$$f(x)=\begin{cases} 1 & \text{for } x=\frac{1}{n}, \; n\in\mathbb{Z}\\0 & \text{otherwise.}\end{cases}$$
I want to prove with the Epsilon-Delta definition that the limit as $x \to 0$ doesn't exist so I can say there is an essential discontinuity at $x=0$.
My reasoning is:
$\lim_{x\to 0} f(x) \not= L$
Given any $\epsilon > 0$ , we can take $\delta >0$ for which:
There exists $0 < |x| < \delta$ $\to$ $|f(x)-L|$ $≥$ $\epsilon$
So I'm trying to say that there are values of $x$ within $(-\delta, \delta)$ for which $|f(x)-L|$ $≥$ $\epsilon$. I think what I wrote might be saying that, for any $\delta$ i choose, all values within $(-\delta, \delta)$ will result in $|f(x)-L|$ $≥$ $\epsilon$, which I think isn't true no matter how infinitely small our chosen $\delta$ is.
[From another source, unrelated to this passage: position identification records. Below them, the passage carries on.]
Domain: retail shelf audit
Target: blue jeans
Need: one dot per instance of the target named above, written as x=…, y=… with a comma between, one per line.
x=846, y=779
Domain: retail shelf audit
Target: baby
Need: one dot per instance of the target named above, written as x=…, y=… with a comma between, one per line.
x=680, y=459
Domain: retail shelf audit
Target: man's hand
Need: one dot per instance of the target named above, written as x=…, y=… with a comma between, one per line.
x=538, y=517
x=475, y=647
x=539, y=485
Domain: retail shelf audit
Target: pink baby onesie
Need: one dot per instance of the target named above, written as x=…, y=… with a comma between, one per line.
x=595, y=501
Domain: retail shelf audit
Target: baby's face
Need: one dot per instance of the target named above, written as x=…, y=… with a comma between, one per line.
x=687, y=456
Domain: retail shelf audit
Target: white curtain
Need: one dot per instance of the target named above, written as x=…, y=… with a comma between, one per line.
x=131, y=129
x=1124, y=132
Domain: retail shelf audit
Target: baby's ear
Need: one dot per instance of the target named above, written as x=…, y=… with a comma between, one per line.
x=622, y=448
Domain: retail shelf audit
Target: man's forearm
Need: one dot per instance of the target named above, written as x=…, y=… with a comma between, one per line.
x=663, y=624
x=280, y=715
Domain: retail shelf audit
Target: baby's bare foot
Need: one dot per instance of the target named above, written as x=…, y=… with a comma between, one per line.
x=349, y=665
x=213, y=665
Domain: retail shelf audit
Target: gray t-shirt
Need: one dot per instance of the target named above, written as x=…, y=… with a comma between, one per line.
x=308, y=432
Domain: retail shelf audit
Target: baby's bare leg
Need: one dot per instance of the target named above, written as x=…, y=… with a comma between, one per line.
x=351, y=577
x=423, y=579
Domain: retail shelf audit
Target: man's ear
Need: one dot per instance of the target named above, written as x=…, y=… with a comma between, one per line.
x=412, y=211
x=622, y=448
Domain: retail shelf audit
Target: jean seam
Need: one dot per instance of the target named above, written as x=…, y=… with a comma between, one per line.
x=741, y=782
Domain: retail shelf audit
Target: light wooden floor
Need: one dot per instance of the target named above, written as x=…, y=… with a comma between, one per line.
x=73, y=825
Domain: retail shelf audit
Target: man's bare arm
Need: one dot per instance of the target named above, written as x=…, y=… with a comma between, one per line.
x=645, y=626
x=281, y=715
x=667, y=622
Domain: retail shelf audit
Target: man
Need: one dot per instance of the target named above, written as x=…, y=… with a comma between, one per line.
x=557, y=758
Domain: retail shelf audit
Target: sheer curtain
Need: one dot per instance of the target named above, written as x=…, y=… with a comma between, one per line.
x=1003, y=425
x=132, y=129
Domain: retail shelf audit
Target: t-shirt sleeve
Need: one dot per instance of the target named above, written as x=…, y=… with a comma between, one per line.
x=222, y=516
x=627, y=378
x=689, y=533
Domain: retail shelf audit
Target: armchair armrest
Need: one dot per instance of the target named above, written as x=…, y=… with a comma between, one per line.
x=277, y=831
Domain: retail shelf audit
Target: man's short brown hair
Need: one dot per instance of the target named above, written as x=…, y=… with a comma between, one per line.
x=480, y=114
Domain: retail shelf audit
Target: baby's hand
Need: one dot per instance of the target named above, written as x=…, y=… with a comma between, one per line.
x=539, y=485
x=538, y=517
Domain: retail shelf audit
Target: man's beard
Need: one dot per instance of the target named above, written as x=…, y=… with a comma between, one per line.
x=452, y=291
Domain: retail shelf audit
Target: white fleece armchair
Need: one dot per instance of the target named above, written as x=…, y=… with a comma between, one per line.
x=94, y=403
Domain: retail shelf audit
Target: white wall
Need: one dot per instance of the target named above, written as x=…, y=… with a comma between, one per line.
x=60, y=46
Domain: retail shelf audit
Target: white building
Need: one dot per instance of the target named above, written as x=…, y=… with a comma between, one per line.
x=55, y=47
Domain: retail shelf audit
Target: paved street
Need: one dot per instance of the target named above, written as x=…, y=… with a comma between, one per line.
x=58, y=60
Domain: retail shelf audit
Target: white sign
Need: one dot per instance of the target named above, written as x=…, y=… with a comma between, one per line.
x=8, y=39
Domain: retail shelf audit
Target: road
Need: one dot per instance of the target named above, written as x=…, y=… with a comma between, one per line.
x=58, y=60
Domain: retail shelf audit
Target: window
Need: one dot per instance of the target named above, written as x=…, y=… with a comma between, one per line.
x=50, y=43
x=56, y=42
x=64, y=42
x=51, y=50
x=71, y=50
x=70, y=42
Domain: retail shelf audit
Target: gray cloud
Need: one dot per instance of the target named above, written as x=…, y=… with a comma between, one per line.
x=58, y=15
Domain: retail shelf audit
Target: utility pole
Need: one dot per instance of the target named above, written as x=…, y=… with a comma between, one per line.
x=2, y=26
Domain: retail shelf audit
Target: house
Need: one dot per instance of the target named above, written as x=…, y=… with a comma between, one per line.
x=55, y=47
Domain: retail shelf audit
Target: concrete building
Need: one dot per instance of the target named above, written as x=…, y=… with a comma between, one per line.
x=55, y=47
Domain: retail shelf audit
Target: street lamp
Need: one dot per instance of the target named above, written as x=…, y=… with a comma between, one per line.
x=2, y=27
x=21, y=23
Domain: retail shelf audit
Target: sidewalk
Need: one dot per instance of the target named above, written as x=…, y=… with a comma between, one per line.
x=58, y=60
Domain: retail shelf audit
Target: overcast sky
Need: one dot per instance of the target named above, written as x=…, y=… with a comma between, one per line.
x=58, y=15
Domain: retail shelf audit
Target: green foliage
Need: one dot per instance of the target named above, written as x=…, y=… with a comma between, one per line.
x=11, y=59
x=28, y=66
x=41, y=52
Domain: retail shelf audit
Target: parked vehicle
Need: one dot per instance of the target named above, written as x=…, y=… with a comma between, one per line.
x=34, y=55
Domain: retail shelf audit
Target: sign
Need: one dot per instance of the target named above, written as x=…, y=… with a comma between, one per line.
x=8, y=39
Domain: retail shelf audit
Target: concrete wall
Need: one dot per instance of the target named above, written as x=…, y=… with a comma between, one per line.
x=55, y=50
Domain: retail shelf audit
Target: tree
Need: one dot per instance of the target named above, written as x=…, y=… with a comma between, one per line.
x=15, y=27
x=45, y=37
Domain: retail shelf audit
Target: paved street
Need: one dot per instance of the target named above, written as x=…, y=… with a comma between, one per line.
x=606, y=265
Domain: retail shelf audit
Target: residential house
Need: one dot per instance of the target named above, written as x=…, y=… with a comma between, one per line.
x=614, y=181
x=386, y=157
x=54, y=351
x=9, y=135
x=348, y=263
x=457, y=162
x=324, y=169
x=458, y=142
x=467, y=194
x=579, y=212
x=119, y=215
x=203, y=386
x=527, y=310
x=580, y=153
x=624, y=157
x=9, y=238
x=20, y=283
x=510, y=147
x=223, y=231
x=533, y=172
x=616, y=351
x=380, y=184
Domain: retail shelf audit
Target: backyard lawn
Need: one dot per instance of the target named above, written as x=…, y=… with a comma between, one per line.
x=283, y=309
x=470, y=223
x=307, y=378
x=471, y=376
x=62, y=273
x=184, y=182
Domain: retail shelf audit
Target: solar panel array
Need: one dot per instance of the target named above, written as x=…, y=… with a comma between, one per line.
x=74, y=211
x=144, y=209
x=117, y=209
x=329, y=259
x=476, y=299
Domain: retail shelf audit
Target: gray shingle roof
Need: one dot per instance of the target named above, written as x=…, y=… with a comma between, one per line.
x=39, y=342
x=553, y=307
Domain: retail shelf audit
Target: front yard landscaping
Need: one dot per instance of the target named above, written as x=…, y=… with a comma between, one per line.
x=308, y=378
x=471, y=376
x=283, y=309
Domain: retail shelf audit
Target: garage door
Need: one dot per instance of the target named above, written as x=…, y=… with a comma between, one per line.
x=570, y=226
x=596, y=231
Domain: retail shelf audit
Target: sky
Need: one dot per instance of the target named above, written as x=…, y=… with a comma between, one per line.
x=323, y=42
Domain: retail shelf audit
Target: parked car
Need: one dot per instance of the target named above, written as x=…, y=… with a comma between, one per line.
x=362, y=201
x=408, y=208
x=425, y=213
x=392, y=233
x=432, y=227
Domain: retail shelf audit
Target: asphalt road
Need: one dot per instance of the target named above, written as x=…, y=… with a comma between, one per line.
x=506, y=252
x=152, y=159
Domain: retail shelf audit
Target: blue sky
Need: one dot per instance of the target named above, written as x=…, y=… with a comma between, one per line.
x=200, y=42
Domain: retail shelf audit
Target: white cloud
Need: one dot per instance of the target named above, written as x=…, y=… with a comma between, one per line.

How do I properly prove this?
To prove that the limit doesn't exist, you shouldn't start with Given any $\epsilon \gt 0$... but by finding an epsilon for which the definition of the limit won't be satisfied.
So suppose that the limit exists and its value is $L$. Now take $\epsilon = 1/3$. We have to prove that whatever $\delta \gt 0$ we pick, it exists $0 \lt \vert x \vert \lt \delta$ such that $\vert f(x) - L \vert \ge \epsilon = 1/3$.
Now it is quite simple and you can separate two cases.
Case 1: $L \lt 1/2$
Then you can find $n \in \mathbb N$ such that $0 \lt 1/n \lt \delta$ and you have $$\vert f(1/n) -L \vert = \vert 1 -L \vert \gt 1/2 \gt 1/3.$$
Case 2: $L \ge 1/2$
In that case pick $n \in \mathbb N$ such that $0 \lt \sqrt 2/n \lt \delta$. Now $$\vert f(\sqrt2/n) -L \vert = \vert 0 -L \vert \ge 1/2 \gt 1/3.$$
Note: I picked up $\epsilon = 1/3$ because in all neighborhood of $0$ $f$ takes values at distance equal to $1$. And so, whatever $L$ would be, some function values would be at more than $1/3$ distance from the potential limit.